Steelers general manager Kevin Colbert said today it is unlikely the team will move up in the first round of the National Football League draft because they have only eight draft picks and will need them to replace the players they've already lost in the offseason.
Colbert also reiterated what he said during the NFL owners meetings last month -- that it is not imperative that the player whom the Steelers select with the 17th overall pick be an immediate contributor.
Because the NFL draft does not have the usual number of marquee players at the top of the first round, Colbert believes the Steelers will get a "quality player" when the first round of the three-day draft commences Thursday night.
"I doubt we'll move up," Colbert said during a pre-draft news conference with Coach Mike Tomlin at the team's South Side facility. "The more picks we have, the better, in this draft particularly. This draft in particular, there's nice quality available [rounds] two through four as well."
The Steelers have needs at many positions, including wide receiver, running back, outside linebacker, inside linebacker and safety.
And Colbert said the players drafted on the first three rounds will be viewed as projected starters for the Steelers at some point.
But none of those players have to come in and play immediately, Colbert said.
"Quite honestly, I don't envision anyone coming in and being an impact player in year one, I never do," Colbert said. "We want to let the players progress at their own pace. Now, if they exceed that, like a [Maurkice] Pouncey or a [Casey] Hampton, great."
The Steelers lost three starters in free agency -- wide receiver Mike Wallace, running back Rashard Mendenhall and cornerback Keenan Lewis. They also terminated the contracts of two other starters -- former five-time Pro Bowl outside linebacker James Harrison and guard Willie Colon.
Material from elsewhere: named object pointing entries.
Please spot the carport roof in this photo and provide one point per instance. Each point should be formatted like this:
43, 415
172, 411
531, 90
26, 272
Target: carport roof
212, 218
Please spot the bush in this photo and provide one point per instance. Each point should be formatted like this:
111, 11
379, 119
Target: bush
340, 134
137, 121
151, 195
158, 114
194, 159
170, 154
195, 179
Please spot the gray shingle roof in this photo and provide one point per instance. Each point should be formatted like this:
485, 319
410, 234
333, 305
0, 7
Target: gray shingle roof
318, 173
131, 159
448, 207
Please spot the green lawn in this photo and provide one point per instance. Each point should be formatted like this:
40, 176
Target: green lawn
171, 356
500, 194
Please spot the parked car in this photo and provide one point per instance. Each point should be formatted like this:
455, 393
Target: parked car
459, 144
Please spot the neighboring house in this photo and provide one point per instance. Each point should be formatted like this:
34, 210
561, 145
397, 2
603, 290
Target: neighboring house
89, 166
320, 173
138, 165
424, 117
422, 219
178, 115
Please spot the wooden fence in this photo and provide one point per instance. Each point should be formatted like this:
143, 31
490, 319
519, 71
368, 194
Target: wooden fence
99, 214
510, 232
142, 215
The only free-agent additions they've made so far are to sign quarterback Bruce Gradkowski and bring back two former players -- tight end Matt Spaeth and cornerback William Gay. All are considered backups.
But Colbert has not backed down from his assertion that the Steelers are losing players from an 8-8 team, not from a Super Bowl winner.
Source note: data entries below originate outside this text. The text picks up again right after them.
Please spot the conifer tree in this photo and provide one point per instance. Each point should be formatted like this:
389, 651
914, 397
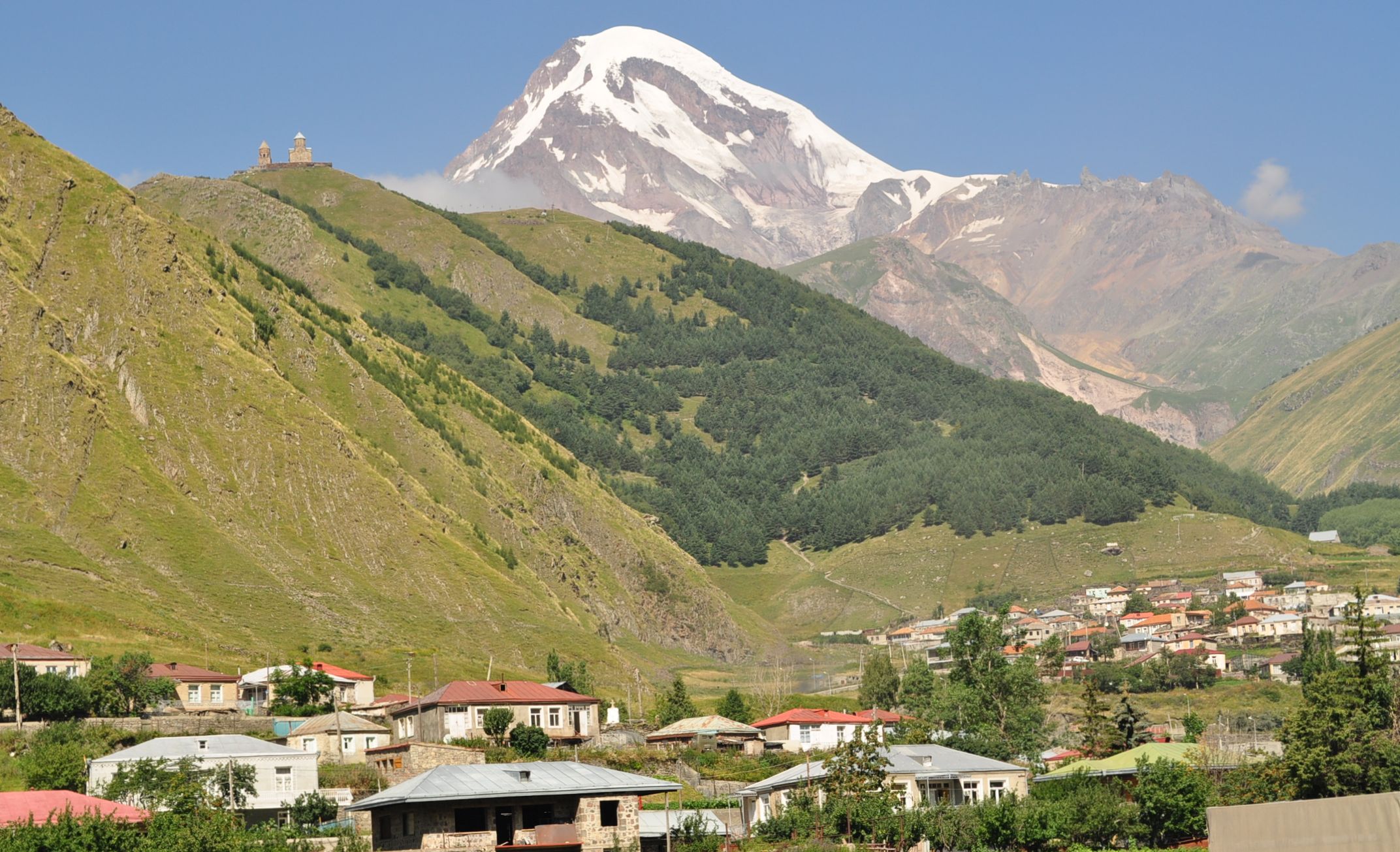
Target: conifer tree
880, 683
1096, 729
"The talent we had assembled was an 8-8 team; any other explanation other than that is incorrect," Colbert said. "It was our plan to upgrade our talent. If we have the same team as last year, it would be silly not to expect the same results. You'll be able to judge us in February whether we did our job or not."
Colbert said the Steelers have spent more time this year meeting with the families of prospective draft choices in an attempt to learn more about their character and off-field behavior. Colbert said it is a program Tomlin instituted three years ago.
That is a result of the Steelers having off-field issues with two draft choices from last year -- running back Chris Rainey and nose tackle Alameda Ta'amu.
Rainey, a fifth-round pick, was dismissed from the team after he was arrested and charged with simple battery following an altercation with his girlfriend. Rainey already had a charge of aggravated stalking against him from when he was played at Florida.
Ta'amau, a fourth-round pick, was charged with a number of offenses following an drunk-driving episode in which police chased him through the South Side. However, he remains with the team. Ta'amu had a drunk-driving offense against him when he played at Washington.
In addition to Rainey and Ta'amau, the Steelers admittedly took a risk with second-round pick Mike Adams, who tested for marijuana at last year's NFL combine then lied about it to NFL personnel.
"We tried to be a little more pro-active in meeting with their families ??? to get to know the kids we drafted," Colbert said.
"It helps us develop a more complete picture of who and what he is and, more important, what he's capable of being," Tomlin said. "It helps us paint that well-round picture."